I always get excited for Lions games. I try to catch the entire Fox pre-game show, which is the best NFL pre-game show hands down. When the show is over, and they send you out to your game, I always wait in anticipation, asking myself "Who will be calling the game? I hope it's Kenny Albert!" Those few seconds of silence are intense, so you have to imagine my complete deflation when you hear the unexcited, amateur voice of Ron Pitts saying "...welcome to feetball..." or whatever crap he says. I would yell out, "WHY? WHY? WHY?" and then easily answer, "oh, the silly Lions are playing the winless Seahawks."

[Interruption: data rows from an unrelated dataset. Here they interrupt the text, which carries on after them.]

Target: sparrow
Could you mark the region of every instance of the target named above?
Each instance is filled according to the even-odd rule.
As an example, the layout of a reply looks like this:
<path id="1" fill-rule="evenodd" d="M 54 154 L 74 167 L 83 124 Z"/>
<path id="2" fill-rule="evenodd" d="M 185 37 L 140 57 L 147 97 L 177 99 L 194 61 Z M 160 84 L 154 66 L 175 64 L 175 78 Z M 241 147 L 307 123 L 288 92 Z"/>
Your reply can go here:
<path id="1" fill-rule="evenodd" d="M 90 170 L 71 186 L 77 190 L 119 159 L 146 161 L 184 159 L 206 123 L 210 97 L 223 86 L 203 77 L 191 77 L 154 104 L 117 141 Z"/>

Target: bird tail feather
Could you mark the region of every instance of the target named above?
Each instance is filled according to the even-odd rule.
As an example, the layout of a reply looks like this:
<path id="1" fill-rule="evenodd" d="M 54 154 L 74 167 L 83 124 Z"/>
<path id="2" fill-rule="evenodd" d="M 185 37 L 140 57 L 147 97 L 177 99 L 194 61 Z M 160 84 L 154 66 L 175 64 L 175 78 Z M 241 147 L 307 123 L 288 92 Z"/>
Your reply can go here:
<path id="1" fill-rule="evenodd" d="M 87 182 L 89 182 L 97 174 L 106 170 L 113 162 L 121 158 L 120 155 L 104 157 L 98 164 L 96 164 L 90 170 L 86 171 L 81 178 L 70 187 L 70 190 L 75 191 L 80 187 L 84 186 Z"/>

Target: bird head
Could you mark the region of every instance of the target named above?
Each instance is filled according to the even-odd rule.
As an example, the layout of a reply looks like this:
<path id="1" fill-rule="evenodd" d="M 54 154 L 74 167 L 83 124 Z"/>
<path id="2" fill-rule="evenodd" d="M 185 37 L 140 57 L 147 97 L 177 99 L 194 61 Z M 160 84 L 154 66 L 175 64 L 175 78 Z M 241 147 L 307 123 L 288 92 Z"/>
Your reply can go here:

For years the Lions were at the bottom. The unwanted puppy. The black licorice jelly bean. The son who was "accidentally" lost at Disneyworld. Fox was required to broadcast all NFC games, but they wanted nothing to do with the Lions, like a vegan avoiding a shower with all that man-meat. 
But with today's victory, we can safely say that Ron Pitts won't be doing Lions games anytime soon. They were already trending away from Ron Pitts as evidenced by today's appearance of Dick Stockton as the play-by-play guy, but a loss to a poor Vikings team could've damned them to Ron Pitts Purgatory. Now, people are interested in the Lions. They want to watch the Lions. They care. And they don't want to hear Ron Pitts.
R.I.P. Ron Pitts. Have fun doing Vikings and Panthers games.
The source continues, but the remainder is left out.